When you perform a ChIP-chip experiment, you are able to identify transcription factor binding regions at a 500bp resolution level. If you know the transcription factor binding motif, by mapping the motif to the binding regions, you may pinpoint individual transcription factor binding sites to a 6~30bp region. The high resolution binding site information will be extremely useful when you are trying to design knock-out animals. Mapping transcription factor binding motifs to genome sequences is also useful in many other contexts (e.g., computational prediction of important regulatory elements in co-regulated genes).

 

With CisGenome, transcription factor binding motif mapping becomes a fairly easy task.  Both motif matrix and motif consensus can be mapped by CisGenome.

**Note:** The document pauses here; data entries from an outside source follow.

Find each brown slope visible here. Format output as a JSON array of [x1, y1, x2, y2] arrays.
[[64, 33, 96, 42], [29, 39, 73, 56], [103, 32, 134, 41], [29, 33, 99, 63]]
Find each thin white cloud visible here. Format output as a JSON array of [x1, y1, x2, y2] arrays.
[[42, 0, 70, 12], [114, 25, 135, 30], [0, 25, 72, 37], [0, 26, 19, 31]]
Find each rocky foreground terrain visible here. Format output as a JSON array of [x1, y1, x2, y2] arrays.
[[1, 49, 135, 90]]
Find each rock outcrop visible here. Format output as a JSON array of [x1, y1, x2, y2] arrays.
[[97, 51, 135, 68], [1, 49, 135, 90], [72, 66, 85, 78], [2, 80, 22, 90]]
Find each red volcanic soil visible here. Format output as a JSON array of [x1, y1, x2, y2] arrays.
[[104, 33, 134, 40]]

To map the motif to a collection of genomic regions, you can click the menu “Motif > Known Motif Mapping > Single Matrix -> COD”.

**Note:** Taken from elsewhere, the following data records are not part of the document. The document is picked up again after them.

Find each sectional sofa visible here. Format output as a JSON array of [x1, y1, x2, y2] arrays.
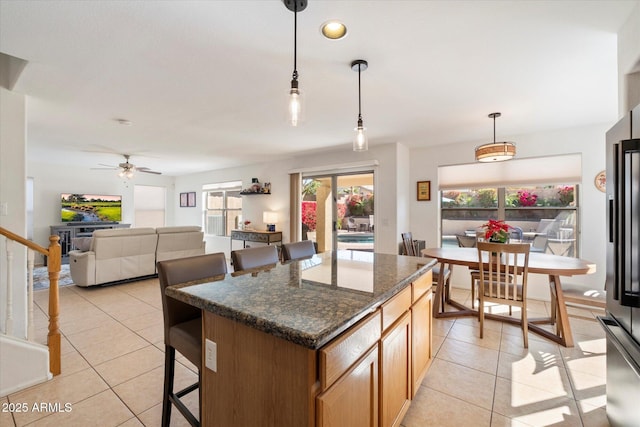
[[69, 226, 206, 287]]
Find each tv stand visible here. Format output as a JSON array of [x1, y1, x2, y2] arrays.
[[50, 223, 130, 264]]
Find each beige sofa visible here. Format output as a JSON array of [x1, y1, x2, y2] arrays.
[[69, 226, 205, 287]]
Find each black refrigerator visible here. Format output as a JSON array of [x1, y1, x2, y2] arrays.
[[598, 103, 640, 427]]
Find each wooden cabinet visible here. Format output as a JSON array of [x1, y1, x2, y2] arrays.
[[411, 291, 432, 397], [380, 311, 411, 427], [317, 344, 379, 427]]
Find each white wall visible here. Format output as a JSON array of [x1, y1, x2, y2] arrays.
[[27, 162, 174, 265], [0, 87, 27, 337], [409, 123, 610, 300], [173, 143, 407, 258]]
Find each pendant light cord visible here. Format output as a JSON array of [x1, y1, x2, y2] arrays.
[[493, 114, 496, 143], [357, 64, 362, 121], [292, 5, 298, 80]]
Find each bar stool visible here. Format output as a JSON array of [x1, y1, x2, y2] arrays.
[[231, 245, 279, 276], [282, 240, 316, 262], [157, 253, 228, 427]]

When the matrix is mapped to genome, at each location, it will be compared to a Markov Background Model. A location will be called a TFBS if the likelihood ration (LR) between the motif model and the Markov background model is bigger than a cutoff. By default, the cutoff is set to LR>=500. But you may change the cutoff to make it more stringent or less stringent.

 

You may also choose to use pre-computed Markov background models (which we recommend), or to use a background model estimated from input genomic regions.

 

As an optional parameter, you may choose to filter your TFBS by cross-species conservation, say, only keep TFBS that are located within 10% most conserved part of the genome, or only keep TFBS for which phastCons conservation score is greater than 40 (Note: phastCons scores range from 0 to 1, here we linearly scaled them to 0~255 to fit into one byte).

 

After you set all parameters, click “OK”. The program will start to run. After it finish, the results will be added to the Project Explorer window, under the section “Genomic Regions (BED, COD)”. A new window will also be opened to list all TFBS.